Он почему-то не обращал на нее до последнего времени никакого внимания, ему нравилась другая, очень красивая и заносчивая девчонка, Надька из кадров. Но ничего, еще посмотрим! Надька — фальшивка, недаром они поссорились. Недаром он сегодня терпеливо ждал ее, Лену.
Она торопливо облачилась в новое платье, размотала полотенце и взбила влажные волосы. Мельком глянула в зеркальце — ничего будто! — и побежала в комнату.
Павел все еще сидел на табуретке между коек, рассматривал на тумбочке открытки, шкатулку из ракушек, карманную книжечку «Устав ВЛКСМ». Вертел в руках портрет знакомого киноактера со слащавой улыбкой, того самого, что не так давно научился «у моря грозные бури встречать».
— Ты зачем его тут держишь? — насмешливо спросил Павел.
Лена развесила на спинку кровати влажное полотенце.
— А что же мне, тебя, что ли, посадить на открытку?
Он равнодушно перевернул открытку. На обороте было написано шариковой ручкой:
Эльвира! Быть может, волны света
Умчат меня куда-нибудь,
Тогда пускай открытка эта
Взволнует снова твою грудь!
Павел с облегчением вздохнул:
— Это не твоя, значит? А Сашка оценил?
— Это ей Майка Подосенова на день рождения подарила, при чем тут Сашка?

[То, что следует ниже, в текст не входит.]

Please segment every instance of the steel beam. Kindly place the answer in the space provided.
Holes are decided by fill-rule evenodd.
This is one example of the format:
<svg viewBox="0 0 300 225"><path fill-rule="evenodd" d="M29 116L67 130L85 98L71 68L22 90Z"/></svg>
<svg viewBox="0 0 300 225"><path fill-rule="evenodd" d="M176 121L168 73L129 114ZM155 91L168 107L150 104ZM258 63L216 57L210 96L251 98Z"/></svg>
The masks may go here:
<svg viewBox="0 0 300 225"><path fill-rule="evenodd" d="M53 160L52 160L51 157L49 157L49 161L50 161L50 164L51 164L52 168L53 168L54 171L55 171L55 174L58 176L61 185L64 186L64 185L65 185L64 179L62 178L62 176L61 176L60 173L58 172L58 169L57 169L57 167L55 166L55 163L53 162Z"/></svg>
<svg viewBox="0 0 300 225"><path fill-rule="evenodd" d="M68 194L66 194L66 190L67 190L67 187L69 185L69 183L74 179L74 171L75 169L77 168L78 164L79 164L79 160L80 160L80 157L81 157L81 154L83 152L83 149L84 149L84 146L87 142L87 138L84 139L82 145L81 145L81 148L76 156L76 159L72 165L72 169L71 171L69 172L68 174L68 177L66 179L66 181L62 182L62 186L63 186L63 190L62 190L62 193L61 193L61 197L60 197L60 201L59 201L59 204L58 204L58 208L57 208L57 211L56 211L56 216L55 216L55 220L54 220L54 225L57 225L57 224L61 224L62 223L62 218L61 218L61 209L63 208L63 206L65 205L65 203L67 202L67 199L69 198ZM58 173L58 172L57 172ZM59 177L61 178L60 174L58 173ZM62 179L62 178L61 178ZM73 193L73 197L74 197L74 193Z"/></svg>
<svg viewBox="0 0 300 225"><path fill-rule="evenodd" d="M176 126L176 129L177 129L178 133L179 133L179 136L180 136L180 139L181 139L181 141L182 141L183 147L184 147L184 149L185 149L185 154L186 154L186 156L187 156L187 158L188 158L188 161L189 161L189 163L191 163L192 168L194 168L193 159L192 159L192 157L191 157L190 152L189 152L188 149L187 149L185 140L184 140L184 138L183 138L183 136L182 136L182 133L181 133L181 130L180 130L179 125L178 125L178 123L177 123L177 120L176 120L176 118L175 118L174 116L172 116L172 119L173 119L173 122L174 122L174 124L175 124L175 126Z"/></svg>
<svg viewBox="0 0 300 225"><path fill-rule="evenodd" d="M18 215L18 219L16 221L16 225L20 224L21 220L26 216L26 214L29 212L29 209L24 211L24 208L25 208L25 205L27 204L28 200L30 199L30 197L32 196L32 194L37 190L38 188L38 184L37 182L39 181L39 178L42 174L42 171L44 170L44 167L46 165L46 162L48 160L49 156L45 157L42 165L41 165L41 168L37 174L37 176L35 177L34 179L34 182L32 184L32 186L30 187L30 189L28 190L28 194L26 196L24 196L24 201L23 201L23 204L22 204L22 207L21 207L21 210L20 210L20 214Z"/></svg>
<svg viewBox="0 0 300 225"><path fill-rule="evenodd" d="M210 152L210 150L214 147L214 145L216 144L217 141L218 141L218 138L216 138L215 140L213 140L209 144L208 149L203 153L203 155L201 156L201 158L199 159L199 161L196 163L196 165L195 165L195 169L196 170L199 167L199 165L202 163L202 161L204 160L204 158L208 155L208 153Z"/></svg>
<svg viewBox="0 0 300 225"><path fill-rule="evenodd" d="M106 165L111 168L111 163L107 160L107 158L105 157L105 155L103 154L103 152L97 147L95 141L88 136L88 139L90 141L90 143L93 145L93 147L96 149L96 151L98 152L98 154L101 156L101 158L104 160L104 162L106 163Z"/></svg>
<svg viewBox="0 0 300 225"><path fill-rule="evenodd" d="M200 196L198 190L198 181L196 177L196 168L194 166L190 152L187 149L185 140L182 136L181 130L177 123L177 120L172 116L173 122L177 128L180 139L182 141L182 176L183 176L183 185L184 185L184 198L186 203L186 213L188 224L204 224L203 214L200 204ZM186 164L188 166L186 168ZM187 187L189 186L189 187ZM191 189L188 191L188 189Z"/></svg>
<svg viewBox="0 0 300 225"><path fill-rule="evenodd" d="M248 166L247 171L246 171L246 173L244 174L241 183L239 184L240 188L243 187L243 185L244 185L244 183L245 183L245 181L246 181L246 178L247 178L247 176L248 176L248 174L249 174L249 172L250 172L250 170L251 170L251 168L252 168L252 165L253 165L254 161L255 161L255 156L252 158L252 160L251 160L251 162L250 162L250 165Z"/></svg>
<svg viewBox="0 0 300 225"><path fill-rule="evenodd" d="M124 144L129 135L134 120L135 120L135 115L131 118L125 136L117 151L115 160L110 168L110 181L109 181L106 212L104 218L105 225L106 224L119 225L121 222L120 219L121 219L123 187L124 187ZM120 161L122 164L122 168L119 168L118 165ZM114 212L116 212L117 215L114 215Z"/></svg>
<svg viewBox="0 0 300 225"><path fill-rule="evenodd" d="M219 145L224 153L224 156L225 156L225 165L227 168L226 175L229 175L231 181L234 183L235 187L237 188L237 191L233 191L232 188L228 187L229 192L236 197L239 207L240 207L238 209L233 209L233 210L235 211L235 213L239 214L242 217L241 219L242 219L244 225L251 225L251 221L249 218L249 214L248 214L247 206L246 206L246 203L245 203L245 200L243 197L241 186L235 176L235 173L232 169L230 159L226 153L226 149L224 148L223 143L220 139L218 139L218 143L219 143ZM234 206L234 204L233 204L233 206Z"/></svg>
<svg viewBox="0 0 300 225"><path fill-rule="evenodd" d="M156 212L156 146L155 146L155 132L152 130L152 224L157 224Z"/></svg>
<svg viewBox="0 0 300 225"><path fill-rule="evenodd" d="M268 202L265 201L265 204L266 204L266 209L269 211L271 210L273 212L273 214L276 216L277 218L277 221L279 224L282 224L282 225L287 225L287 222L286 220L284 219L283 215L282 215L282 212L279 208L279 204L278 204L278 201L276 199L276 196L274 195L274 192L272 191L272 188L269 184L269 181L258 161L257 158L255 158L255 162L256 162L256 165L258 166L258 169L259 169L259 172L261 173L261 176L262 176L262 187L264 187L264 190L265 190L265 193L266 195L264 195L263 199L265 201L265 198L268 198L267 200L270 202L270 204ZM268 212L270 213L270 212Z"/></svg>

Павел снова вздохнул. Майка… Табельщица и тоже ведь имеет право голоса в мастерских. Ч-черт!
— Пошли, что ли? — нетерпеливо сказал он.
В тесном вестибюле Дома культуры царила невообразимая давка. Билетов, как всегда, не хватало, парни лезли напролом.
Павел протискался поближе к окошечку кассы и, заметив впереди лихо заломленную ушанку Мурашко, протянул через головы скомканную десятку.
— Два! — внушительно крикнул он.
Два! У Лены счастливо ворохнулось сердце, будто в одном этом слове он громко и открыто признавал перед всеми ее маленькую победу.
Через минуту из толчеи выбрался потный и возбужденный Мурашко со сбитым на сторону галстуком ядовито-зеленого цвета, держа в кулаке смятые деньги и билеты, словно трофеи.
— Мест, понимаешь, приличных для нас… уже того… — извиняясь, сказал Мурашко.
— Ладно! Хорошо, что живым хоть выбрался, — согласился Павел и вдруг усмехнулся чему-то. — Наши места другие расхватали!
— Посидим и в заднем ряду, — поспешно поддержала его Лена.
Он посмотрел на нее сверху вниз с грустной улыбкой. Он так и не мог понять, знала ли она о решении дирекции о нем или нет.
— Ты… согласна?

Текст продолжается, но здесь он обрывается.